Let’s start with some brief excerpts from the book. Read them carefully. (I’ve bolded a portion).
I have borne witness to enough injustice, hatred, violence, and bigotry to know that the accident of one’s gender, race, nationality, and wealth determines one’s future more than one’s personal intelligence or motivation.
I always knew when white men were talking about black men, because it was the only time they referred to an adult as a “boy.” Unless they were talking about a “good ol’ boy,” which meant the man was white and “dependable.” A “boy” could never be forgiven, while a “good ol’ boy” could do no wrong.

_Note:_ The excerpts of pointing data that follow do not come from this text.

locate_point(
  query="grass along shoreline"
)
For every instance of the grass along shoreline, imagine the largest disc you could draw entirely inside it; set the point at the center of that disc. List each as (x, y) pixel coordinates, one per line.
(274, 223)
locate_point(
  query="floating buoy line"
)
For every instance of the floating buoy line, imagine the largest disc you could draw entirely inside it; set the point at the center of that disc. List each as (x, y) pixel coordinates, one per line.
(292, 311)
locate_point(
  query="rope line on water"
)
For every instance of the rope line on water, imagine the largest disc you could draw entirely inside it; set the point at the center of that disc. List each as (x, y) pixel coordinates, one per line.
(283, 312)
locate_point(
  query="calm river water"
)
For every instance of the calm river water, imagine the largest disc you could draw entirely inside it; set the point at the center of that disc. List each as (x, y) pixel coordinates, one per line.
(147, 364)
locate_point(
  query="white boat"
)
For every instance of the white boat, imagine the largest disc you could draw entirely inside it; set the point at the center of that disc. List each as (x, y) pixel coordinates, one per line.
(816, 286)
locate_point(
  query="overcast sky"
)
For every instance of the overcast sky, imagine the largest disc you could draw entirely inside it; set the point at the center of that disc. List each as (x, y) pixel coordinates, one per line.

There had been no great animosities engendered between the whites and blacks, because slave-owners and slaves understood each other. Frequently there was a deep affection between them. As far as known, there were no cruel and unfair slave-owners here. They realized their responsibilities to the slaves and treated them accordingly. This so-called history has little basis in truth, but it was the predominant perspective held by the dominant race at the time. I have included it to demonstrate how a bigoted history can survive for generations.
In my research, I found that people love to embrace their heritage until they’re asked to talk about America’s racist history. Few people are ready to publicly acknowledge that their ancestors murdered, raped, and maimed others to maintain a racist regime that guaranteed their and their offspring’s prosperity.

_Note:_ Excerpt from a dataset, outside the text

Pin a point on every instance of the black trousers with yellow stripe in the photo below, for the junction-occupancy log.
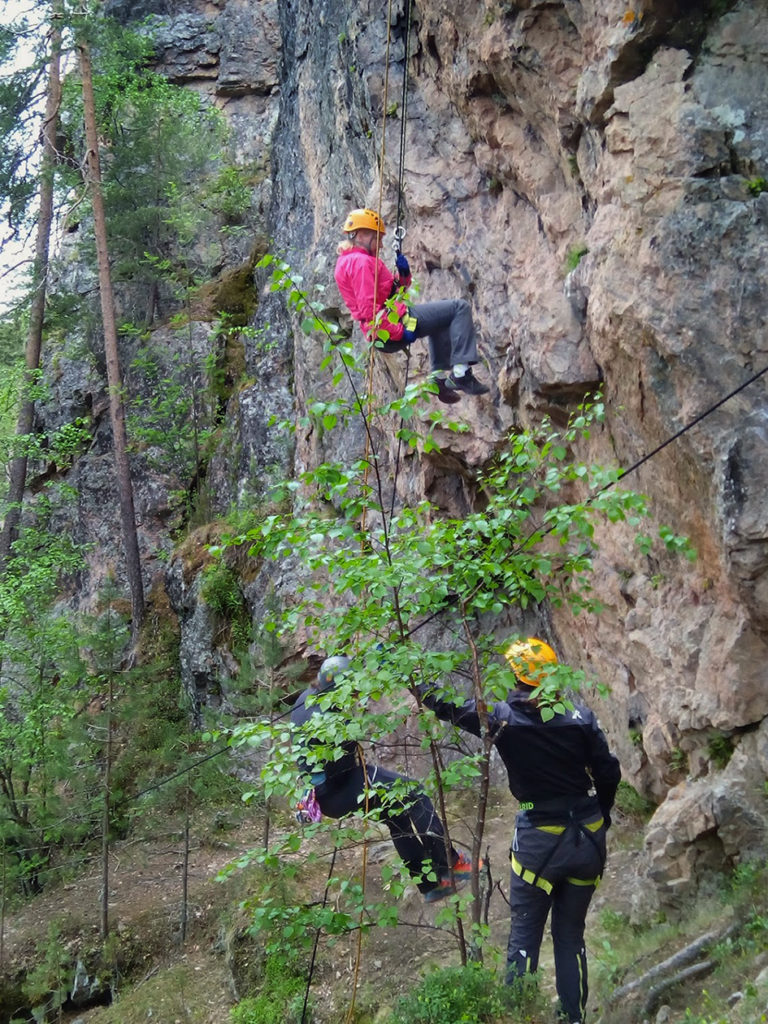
(555, 867)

The book is the remarkable story by Chris Tomlinson. Chris Tomlinson grew up in Dallas – the Lake Highlands area. He has been a fearless war correspondent, and he is also the descendent of slave owners from Tomlinson Hill, a small community in/near Marlin, TX. The slaves they owned also ended up with the name Tomlinson, the most famous of whom is LaDainian Tomlinson, the great NFL running back. That Mr. Tomlinson wrote the foreword to the book.
Dr. King’s great line provides the context:
I have a dream that one day on the red hills of Georgia, the sons of former slaves and the sons of former slave owners will be able to sit down together at the table of brotherhood.
The book is: Tomlinson Hill: The Remarkable Story of Two Families Who Share the Tomlinson Name – One White, One Black. I really can’t write a summary. It is not a book I can read and tell you enough about. If you care about a deeper understanding of our racist history, this is the book to read.
I have read, and presented synopses of a number of books dealing with racial issues in our past and our present. This book, so personal, but so well-documented, is a sobering read. And, a genuine treasure of a book.
I speak, of course, as a white man – a privileged white man, as all white men are. You cannot read this book and think anything else.
- The fires of 1860 (in Dallas, and other places) – and the “Vigilance Committees” — slaves executed for the fires (3 in Dallas)… (history has settled on the fact that the fires were set by “Prairie Matches” and combustible materials – not by black people.
- The countless “legal” maneuverings to keep African Americans “disadvantaged” (and, to keep white people “advantaged”).
- The lies we (white Americans) tell ourselves about our past keep us ignorant of who we were, and what we are…
- The very real, deep, community endorsed and accepted racist heritage right here in Dallas.
- Maybe, simply – learn and know the story/stories – the true story/stories. Don’t believe the false story/stories. Don’t accept the false; don’t remain silent in the presence of the false.
I do not often say this quite as directly – but I say it now. Do read this book! You will understand so many things so much more fully if you do.